Now it was Houdini’s turn to be flustered. “Well, now, Mrs. Parker, I’m a happily married man.”
“Fine with me. Your wife can come along. Come one, come all.”
“Mrs. Parker!” Houdini was insulted. “Exactly what sort of proposition are you making?”
“No, no, it’s nothing like that.” She smiled, letting him off the hook. She enjoyed getting his goat. “Who do you think I am? Some floozy who would try to get you alone and get my hands on your—your magic wand?”
He realized she was teasing him. “I had no such illusions, at least not illusions of the extramarital sort, I assure you.”

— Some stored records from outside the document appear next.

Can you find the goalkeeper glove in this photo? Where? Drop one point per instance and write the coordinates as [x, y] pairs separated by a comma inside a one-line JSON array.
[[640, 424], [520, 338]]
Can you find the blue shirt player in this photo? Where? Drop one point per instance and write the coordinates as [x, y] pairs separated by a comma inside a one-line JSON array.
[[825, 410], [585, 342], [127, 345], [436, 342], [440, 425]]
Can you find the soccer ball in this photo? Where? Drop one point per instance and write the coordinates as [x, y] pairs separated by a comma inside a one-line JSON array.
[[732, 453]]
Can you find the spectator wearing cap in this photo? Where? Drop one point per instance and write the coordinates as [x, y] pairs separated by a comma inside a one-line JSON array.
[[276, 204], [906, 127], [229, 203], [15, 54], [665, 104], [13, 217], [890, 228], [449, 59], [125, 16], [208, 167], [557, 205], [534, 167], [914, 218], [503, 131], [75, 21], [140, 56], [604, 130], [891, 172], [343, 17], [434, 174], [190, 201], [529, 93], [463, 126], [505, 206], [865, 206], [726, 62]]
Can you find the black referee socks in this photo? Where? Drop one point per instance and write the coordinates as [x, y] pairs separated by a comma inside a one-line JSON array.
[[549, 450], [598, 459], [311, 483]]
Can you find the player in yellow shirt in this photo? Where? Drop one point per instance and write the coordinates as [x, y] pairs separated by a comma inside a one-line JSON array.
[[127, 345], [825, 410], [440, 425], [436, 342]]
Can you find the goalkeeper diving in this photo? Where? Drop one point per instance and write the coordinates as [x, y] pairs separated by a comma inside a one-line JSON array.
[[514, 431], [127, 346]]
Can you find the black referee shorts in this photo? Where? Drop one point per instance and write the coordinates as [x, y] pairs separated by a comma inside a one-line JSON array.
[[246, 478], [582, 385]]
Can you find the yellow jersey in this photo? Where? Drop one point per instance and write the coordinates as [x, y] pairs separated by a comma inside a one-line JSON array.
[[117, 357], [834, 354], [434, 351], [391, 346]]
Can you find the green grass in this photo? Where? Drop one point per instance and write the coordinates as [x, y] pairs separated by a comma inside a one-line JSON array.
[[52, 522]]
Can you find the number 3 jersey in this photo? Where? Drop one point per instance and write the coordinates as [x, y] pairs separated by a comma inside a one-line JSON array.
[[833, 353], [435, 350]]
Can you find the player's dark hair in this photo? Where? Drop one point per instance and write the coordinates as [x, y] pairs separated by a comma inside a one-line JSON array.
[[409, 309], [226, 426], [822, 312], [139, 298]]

“Well, good. Now that we’ve settled that, enough playing games. Time to get down to business. You want proof of the afterlife? Let’s go.”
“Go? And where might we be going?”
“To meet a friend.” She grabbed his arm and tried to pull him along. But even though he was twice her age, he was still as strong as a rhino. He could not be moved.
“And who might this friend be?”
She dropped his arm. “Just a friend—who’s a ghost.”
Chapter 21
A
rm in arm, Benchley escorted Lucy Goosey through the stately entrance of Piddle Brothers, the famous auction house off Fifth Avenue. It was not truly a “house”—it was built more like a ballroom or ornate auditorium—but it had the luxurious furnishings of a mansion, with high-domed ceilings, crystal chandeliers, long white columns, gold-brocaded drapes and plush crimson carpets.
“Over there.” Lucy discreetly pointed one of her white-gloved hands. She steered Benchley toward a long, wide table marked REGISTRATION.
“Is that where we get our table-tennis paddle?” he asked. Lucy ignored this.
Not a very lively companion,
he thought. Mrs. Parker would have had the courtesy to roll her eyes at least, or respond with a typical, “That’s enough, Fred.”
As they made their way to the registration desk, Benchley took in the crowd. Everyone was dressed to the nines. Mostly stiff old rich gents and their powdered matronly wives, noses in the air. Well-to-do names from the Social Register. But there was some “new money,” too. Benchley spotted at least a couple of famous athletes, a number of gadfly actors and actresses he knew and more than a few high-level gangsters and bootleggers, deliberately ignoring one another. None of them seemed to recognize Lucy, or at least they pretended they didn’t know her. Buzzing around the hall, in and out of the mostly formal old crowd, were a few packs of rich young lads in their baggy tuxedos, arm in arm with their flapper girlfriends in their swishing beaded dresses, laughing loudly and carrying on.